Rewards can backfire when they are not based on our intrinsic motivation. When we’re intrinsically motivated, we’re driven by our own interest in the task itself, rather than external factors like money, special treats, accolades, and other goodies.
The Difference Between Intrinsic and Extrinsic Motivation
Intrinsic motivation comes from within, while extrinsic motivation comes from outside. Intrinsic motivation is often stronger and more sustainable because it’s self-driven. Extrinsic motivation can be helpful in the short term, but it’s not as reliable or lasting.
For example, if you love playing the trumpet, you’re intrinsically motivated to practice. You do it for the sheer joy of making music, not because you’ll get a reward. The act itself is rewarding enough. But what if you’re not quite so passionate about it? Maybe you have a concert coming up and you know you must practice but you’re finding it difficult to get started. You tell yourself you’ll reward yourself with a trip to the mall to buy a new outfit for the concert if you practice 30 minutes per day for the next week.
This is extrinsic motivation, and it’s perfectly fine when used sparingly. That said, this same reward can backfire, and that can be demoralizing. For example, what happens if you miss a practice or two? First, you’ve let yourself down (and anyone else who has a stake in your success, like your bandmates or piano teacher). Second, you will miss out on the reward! Third, what if you really need a new concert outfit and go to the mall anyway? You might not enjoy the mall trip because you didn’t meet your goal and now feel like a cheat.
How to Connect Rewards to Your Intrinsic Motivation
The key to avoiding this is to connect your rewards to intrinsic motivation whenever possible. What types of things do you do just for fun? Maybe you like making TikTok videos. Could you film yourself practicing your instrument, add some funny subtitles, and post it online? If you’re a movie buff, how about putting on a classic movie, turning the sound off, and practicing as if you were performing the soundtrack? Maybe you love the great outdoors. Why not go for a nature walk after your 30 minutes of practice or even practice outside?
The possibilities are endless, but the key is to make it something you really enjoy. That way, you’ll be more likely to stick with it in the long run. And when you reach your goal, give yourself a pat on the back—literally! A little self-congratulation goes a long way.

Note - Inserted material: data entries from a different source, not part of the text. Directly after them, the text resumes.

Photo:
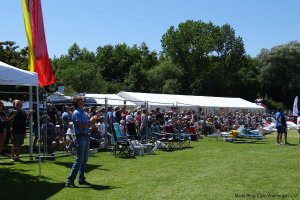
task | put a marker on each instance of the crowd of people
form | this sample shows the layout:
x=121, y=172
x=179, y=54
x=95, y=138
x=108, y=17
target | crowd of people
x=137, y=123
x=85, y=122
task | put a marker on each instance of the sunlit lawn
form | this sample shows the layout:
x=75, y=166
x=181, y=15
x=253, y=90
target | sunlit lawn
x=211, y=169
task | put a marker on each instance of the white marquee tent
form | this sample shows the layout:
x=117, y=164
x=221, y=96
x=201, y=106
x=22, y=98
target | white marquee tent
x=112, y=99
x=206, y=102
x=10, y=75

It’s important to note that rewards work best when they’re small. If the reward is too big or you don’t achieve it, you might feel discouraged and give up on intrinsic motivation altogether. And if the reward itself isn’t fun for you, then what’s the point?
Keep the following in mind when using rewards:
- Rewards work best for small accomplishments toward a larger goal. For example, completing an outline for a client’s ebook or a rough draft of a chapter for your own book. You’re not going to complete the entire project at once, so you need short-term motivation as well as long-term goals. The first step is very doable and helps build momentum toward completing more steps down the road. In this way, rewards can be helpful.

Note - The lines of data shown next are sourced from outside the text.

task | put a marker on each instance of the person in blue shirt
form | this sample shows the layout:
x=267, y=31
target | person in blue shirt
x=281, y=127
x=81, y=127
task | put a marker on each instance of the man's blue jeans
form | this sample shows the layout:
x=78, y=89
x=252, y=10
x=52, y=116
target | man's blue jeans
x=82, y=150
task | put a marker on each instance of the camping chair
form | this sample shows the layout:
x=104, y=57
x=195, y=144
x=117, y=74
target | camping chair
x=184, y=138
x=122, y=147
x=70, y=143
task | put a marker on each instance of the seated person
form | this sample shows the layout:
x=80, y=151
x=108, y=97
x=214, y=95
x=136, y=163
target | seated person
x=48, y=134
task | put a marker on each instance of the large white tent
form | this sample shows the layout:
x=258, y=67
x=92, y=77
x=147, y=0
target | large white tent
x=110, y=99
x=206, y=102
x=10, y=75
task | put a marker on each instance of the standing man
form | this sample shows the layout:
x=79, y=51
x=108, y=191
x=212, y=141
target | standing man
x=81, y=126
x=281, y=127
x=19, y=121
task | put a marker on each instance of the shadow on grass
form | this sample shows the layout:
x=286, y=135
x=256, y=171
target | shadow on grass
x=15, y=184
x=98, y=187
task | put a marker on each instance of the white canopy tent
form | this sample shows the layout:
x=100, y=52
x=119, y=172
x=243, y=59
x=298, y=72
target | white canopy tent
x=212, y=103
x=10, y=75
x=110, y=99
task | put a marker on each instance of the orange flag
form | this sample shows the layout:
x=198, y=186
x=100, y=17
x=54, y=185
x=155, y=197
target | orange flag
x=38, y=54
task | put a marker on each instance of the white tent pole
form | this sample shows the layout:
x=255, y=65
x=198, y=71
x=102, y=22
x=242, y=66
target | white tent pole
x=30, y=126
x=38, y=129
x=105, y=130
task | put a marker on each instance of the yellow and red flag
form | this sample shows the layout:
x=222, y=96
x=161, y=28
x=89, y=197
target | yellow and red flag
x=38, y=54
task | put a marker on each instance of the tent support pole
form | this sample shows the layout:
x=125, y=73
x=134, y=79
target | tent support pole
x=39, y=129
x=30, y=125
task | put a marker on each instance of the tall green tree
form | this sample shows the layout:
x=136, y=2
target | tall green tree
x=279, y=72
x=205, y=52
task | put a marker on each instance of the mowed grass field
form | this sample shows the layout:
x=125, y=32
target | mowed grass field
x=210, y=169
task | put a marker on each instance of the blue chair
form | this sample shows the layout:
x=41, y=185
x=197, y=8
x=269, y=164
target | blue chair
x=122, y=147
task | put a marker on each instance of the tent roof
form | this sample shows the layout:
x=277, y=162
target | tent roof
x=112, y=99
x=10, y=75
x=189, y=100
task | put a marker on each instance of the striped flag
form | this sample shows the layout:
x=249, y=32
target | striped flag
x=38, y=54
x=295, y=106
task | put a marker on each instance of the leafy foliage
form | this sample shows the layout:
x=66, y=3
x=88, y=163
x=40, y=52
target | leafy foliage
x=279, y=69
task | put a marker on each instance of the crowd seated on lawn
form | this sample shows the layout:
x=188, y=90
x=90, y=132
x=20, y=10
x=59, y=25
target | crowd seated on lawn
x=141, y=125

- Be specific about what you’re going to do and when, so it’s easier to measure your progress along the way. Set a deadline that is within reach but still challenging enough to stretch you a little bit.

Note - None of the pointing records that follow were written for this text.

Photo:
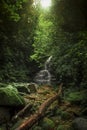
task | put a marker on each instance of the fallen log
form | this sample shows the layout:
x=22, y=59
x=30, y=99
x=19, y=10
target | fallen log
x=40, y=113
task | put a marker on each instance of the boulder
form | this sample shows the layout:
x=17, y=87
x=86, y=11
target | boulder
x=4, y=115
x=32, y=87
x=10, y=97
x=23, y=89
x=47, y=124
x=79, y=124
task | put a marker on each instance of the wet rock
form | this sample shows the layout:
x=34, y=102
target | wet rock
x=32, y=87
x=79, y=124
x=23, y=89
x=47, y=124
x=9, y=96
x=4, y=115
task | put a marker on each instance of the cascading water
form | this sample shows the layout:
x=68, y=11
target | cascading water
x=44, y=76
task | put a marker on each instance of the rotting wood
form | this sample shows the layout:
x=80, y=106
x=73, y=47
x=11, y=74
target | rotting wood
x=40, y=113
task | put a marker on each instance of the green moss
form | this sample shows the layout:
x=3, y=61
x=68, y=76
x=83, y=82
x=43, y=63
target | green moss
x=77, y=97
x=47, y=124
x=10, y=96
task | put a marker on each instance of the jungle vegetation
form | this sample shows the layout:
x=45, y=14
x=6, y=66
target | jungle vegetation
x=29, y=35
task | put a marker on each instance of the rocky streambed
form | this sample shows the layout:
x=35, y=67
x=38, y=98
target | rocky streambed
x=20, y=101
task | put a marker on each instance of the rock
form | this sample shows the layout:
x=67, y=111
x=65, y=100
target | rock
x=32, y=87
x=79, y=124
x=47, y=124
x=84, y=112
x=4, y=115
x=10, y=97
x=78, y=98
x=23, y=89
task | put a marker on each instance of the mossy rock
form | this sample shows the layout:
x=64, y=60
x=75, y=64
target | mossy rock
x=47, y=124
x=10, y=97
x=78, y=98
x=37, y=128
x=63, y=127
x=65, y=115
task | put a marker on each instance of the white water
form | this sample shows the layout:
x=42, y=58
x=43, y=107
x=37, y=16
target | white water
x=44, y=76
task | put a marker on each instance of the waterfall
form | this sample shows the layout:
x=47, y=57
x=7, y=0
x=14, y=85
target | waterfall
x=44, y=76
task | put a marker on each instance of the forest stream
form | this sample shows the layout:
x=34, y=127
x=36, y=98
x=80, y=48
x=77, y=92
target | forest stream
x=62, y=113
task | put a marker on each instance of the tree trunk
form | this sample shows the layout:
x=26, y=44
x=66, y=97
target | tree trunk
x=40, y=113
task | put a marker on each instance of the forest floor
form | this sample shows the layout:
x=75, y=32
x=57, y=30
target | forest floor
x=58, y=116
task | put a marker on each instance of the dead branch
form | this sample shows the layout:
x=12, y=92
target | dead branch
x=40, y=113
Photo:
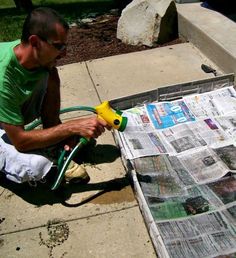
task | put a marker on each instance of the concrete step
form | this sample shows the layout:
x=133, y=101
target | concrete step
x=211, y=32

- And then reward yourself accordingly. If you complete your goal on time, give yourself a small treat that appeals to your intrinsic motivation. If you miss your deadline, don’t punish yourself by giving up or stopping altogether. Instead, be flexible and give it another try.
In short, rewards can be helpful tools when used sparingly and in conjunction with intrinsic motivation. But they can also backfire or even become distractions, so it’s important to be mindful of what you’re trying to achieve and how you plan to reward yourself.